To him (the soldier) the cigarette is the panacea of all ills.  I have seen men die with a cigarette between their lips- the last favour they had requested on earth.  If the soldier was in pain, he smokes for comfort; when he receives good news, he smokes for joy; if the news is bad, he smokes for consolation; if he is well- he smokes; when he is ill, he smokes.  But good news or bad, sick or well, he always smokes.

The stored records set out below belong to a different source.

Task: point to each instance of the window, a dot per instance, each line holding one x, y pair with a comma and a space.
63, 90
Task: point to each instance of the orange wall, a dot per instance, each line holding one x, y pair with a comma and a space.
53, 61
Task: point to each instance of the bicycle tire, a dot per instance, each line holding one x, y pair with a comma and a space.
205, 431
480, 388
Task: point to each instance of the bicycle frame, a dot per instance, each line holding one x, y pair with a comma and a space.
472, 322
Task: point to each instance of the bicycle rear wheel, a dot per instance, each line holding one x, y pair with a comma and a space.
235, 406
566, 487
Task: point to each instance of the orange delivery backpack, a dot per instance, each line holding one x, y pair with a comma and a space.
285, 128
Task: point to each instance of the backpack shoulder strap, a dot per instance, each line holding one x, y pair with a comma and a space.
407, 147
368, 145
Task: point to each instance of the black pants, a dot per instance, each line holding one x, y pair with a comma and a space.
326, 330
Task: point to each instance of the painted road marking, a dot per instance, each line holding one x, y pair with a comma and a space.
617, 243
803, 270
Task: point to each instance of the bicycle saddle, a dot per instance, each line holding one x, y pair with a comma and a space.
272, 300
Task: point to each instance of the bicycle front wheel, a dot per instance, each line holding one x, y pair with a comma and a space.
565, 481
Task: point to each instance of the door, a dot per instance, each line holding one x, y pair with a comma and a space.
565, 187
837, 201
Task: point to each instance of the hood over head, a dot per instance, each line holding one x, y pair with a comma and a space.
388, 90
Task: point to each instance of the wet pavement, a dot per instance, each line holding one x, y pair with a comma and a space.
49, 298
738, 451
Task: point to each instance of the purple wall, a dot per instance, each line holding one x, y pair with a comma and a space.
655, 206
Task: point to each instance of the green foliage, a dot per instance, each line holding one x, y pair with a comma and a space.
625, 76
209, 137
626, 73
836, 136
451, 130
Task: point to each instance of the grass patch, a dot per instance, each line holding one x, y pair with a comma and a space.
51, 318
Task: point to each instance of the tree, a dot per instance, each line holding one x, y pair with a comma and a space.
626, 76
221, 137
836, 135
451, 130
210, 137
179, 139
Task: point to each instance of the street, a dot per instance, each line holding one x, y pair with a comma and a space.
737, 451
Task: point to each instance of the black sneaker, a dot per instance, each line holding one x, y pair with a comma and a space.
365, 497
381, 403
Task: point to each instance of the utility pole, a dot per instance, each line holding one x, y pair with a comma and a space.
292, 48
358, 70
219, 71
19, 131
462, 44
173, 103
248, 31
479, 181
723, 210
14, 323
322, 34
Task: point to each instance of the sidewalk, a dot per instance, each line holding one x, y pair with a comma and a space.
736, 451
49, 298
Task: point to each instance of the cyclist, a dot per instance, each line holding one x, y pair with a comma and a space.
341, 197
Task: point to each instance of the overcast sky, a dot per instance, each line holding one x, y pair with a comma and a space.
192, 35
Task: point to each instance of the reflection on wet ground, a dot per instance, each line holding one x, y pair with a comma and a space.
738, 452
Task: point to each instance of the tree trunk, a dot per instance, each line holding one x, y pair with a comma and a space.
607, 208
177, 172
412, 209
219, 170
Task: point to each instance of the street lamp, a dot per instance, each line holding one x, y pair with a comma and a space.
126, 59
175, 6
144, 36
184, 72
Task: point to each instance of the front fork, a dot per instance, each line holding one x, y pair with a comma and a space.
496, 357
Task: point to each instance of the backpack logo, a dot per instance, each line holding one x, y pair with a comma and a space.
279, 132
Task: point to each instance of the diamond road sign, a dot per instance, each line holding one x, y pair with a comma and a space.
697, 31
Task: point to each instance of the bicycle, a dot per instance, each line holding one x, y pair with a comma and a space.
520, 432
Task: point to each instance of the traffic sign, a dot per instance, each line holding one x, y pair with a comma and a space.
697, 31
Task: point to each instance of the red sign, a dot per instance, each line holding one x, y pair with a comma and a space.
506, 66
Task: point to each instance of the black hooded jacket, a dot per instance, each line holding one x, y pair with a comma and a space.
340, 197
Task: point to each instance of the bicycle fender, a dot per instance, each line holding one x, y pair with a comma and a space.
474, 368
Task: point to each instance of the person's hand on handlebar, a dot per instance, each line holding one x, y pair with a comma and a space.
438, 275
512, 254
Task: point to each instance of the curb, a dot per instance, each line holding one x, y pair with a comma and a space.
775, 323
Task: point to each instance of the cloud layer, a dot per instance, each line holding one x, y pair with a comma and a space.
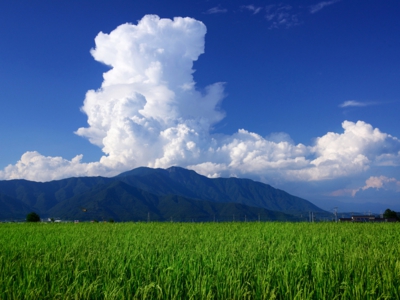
148, 112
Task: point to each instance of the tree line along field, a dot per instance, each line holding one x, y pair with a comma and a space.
200, 261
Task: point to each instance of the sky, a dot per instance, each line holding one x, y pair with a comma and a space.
304, 96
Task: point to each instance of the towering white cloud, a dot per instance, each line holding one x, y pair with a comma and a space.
148, 112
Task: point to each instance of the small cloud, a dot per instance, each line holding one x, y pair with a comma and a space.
216, 10
281, 16
355, 103
252, 8
317, 7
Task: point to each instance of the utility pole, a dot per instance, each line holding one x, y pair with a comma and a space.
335, 213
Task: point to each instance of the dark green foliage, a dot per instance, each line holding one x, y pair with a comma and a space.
32, 217
390, 214
153, 194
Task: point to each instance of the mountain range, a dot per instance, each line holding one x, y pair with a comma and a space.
175, 194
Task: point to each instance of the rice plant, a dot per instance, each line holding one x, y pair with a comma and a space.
200, 261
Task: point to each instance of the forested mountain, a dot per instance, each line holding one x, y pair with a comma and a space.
156, 194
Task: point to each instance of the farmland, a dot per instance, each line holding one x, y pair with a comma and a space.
200, 261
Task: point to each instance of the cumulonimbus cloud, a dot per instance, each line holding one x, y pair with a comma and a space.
148, 112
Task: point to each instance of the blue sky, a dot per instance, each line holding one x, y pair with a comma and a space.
304, 97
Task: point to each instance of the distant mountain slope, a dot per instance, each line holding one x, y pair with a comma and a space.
187, 183
13, 209
122, 202
160, 193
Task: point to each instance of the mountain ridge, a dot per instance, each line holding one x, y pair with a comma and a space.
142, 191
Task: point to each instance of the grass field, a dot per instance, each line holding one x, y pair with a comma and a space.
200, 261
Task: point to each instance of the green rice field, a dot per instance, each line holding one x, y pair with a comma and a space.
200, 261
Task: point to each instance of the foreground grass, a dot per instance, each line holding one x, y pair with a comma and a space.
200, 261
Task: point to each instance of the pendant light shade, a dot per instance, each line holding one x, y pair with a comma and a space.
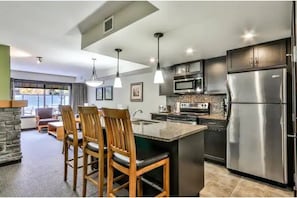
117, 80
158, 79
94, 82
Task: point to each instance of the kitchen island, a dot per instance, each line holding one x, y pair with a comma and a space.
185, 144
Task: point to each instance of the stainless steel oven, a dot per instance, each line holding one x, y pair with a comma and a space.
193, 120
188, 84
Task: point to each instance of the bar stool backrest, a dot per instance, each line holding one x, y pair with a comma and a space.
120, 138
69, 122
91, 126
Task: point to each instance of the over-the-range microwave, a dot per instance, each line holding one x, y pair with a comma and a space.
188, 84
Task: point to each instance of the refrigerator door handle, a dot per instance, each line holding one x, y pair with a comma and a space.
229, 102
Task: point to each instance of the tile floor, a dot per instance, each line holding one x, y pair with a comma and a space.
41, 174
219, 182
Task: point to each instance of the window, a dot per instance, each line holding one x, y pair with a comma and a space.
40, 95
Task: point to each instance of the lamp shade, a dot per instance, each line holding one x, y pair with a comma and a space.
158, 79
117, 82
94, 82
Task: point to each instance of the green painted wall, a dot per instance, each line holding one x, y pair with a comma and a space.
4, 72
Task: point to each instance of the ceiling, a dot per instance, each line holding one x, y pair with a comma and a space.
50, 30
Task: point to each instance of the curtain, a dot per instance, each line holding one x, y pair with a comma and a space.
79, 95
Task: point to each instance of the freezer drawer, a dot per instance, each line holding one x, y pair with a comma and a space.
256, 140
265, 86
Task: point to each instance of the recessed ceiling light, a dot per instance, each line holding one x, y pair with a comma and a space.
152, 59
15, 52
38, 59
189, 51
249, 35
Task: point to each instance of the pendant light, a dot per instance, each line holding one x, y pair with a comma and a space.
158, 79
117, 80
94, 82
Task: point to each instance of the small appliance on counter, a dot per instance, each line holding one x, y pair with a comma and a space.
164, 108
177, 107
188, 112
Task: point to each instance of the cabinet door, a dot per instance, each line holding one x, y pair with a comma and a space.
215, 71
195, 67
166, 89
270, 54
181, 69
240, 59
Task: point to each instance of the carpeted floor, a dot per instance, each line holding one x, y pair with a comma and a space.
41, 171
40, 174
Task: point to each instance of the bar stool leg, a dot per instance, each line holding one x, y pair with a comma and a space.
65, 160
132, 184
100, 175
139, 187
166, 177
85, 169
109, 179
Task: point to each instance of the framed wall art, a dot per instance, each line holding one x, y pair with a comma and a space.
136, 92
99, 93
108, 93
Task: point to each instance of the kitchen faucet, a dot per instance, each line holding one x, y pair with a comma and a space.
134, 113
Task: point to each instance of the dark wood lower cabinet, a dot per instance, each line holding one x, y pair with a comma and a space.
186, 164
215, 140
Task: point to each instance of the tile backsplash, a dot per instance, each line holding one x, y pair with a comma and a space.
216, 101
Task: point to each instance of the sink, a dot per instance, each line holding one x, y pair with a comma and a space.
144, 122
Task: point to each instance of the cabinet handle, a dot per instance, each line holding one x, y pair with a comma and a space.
251, 61
256, 61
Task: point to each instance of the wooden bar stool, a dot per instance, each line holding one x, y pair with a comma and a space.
123, 157
93, 145
71, 138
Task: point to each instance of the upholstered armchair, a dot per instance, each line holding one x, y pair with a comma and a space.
43, 117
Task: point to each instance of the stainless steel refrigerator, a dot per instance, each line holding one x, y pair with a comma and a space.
257, 124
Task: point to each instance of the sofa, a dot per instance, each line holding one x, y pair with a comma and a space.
43, 117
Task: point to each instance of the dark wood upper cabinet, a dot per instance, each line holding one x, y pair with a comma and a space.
166, 89
270, 54
215, 75
240, 59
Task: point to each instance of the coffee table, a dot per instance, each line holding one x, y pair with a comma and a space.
56, 129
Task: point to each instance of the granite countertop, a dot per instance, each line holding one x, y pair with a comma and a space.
210, 116
158, 113
166, 131
213, 117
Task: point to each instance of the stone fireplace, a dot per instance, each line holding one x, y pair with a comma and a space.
10, 131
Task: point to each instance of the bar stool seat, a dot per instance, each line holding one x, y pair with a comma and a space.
143, 158
79, 137
95, 147
123, 156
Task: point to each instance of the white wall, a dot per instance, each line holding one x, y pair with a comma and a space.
151, 98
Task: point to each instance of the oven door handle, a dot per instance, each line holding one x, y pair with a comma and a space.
182, 121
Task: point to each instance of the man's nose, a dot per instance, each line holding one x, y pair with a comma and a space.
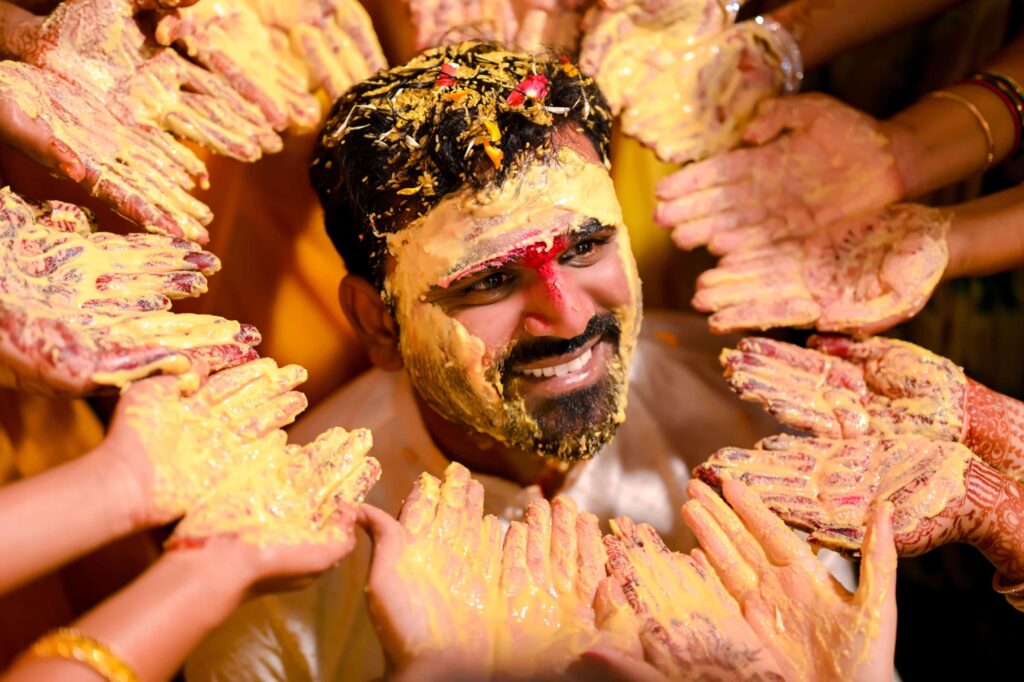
556, 305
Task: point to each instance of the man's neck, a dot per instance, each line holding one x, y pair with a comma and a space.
482, 454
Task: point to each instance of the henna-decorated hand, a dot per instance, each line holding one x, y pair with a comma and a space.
818, 161
98, 45
80, 309
140, 172
286, 513
689, 625
812, 626
437, 565
842, 388
521, 608
179, 446
830, 486
859, 275
686, 80
230, 39
334, 38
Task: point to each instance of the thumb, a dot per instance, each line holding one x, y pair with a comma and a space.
878, 566
774, 116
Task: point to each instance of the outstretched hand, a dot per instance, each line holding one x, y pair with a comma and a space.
285, 513
684, 77
523, 607
98, 45
859, 275
688, 624
142, 173
816, 161
79, 310
811, 625
830, 487
842, 388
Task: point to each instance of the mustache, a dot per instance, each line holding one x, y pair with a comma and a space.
603, 327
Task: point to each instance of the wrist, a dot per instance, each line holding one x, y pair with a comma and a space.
118, 488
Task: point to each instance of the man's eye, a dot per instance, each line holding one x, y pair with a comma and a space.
585, 252
489, 283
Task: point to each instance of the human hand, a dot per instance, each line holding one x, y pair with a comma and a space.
829, 487
858, 275
179, 441
689, 625
685, 79
438, 564
817, 161
813, 627
79, 310
335, 39
273, 497
143, 83
288, 511
230, 39
842, 388
133, 169
524, 607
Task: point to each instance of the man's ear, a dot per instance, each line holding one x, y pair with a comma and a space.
372, 322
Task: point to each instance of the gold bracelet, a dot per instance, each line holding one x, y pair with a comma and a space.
1013, 593
70, 643
985, 128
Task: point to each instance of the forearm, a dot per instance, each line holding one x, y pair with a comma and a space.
824, 29
49, 519
157, 621
995, 429
987, 236
937, 141
997, 524
18, 31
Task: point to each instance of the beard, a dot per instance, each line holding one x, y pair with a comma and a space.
576, 425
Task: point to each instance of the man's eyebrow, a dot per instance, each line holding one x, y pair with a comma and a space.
574, 235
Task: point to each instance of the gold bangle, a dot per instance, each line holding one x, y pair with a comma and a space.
70, 643
1013, 593
985, 128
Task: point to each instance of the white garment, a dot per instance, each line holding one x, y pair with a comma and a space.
680, 411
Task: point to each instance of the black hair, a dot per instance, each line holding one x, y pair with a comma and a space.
460, 116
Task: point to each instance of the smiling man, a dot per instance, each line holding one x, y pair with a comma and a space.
491, 279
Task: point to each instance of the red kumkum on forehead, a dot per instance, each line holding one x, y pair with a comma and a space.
538, 256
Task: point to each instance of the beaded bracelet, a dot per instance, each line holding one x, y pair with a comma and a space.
1013, 593
985, 128
1011, 99
70, 643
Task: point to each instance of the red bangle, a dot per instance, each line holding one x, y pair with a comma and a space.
1016, 111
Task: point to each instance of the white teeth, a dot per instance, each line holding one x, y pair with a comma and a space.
561, 370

Smoking could be bad for your health in a very direct and immediate way.  A neighbour of my mother's was killed in the Second World War.  it was only after the war ended, and the troops came home, that the family found out how and why.  He had been on patrol one night when he stopped to light a cigarette.  The flame of the match stood out on the dark night, a German sniper spotted it, and put a round through his head.

Smoking was also practical for the soldiers, as it was a way of detecting phosgene

It was a peculiar combination of smoke and gas that lead to one of the great symbols of the first world war.  During the Second Battle of Ypres, where the Canadians held the line against the first gas attack in history, a young Canadian doctor treating the wounded at  field hospital, took a break and stepped outside for a smoke.  While smoking he looked out over the crosses in the cemetery near the hospital, and the flowers growing among them.  The sight of them moved and inspired him somehow.  The doctor, John McRae reached into his pocket, pulled out his notebook and pencil, and wrote down a few lines.  They eventually became the most popular poem of the war, In Flanders Field.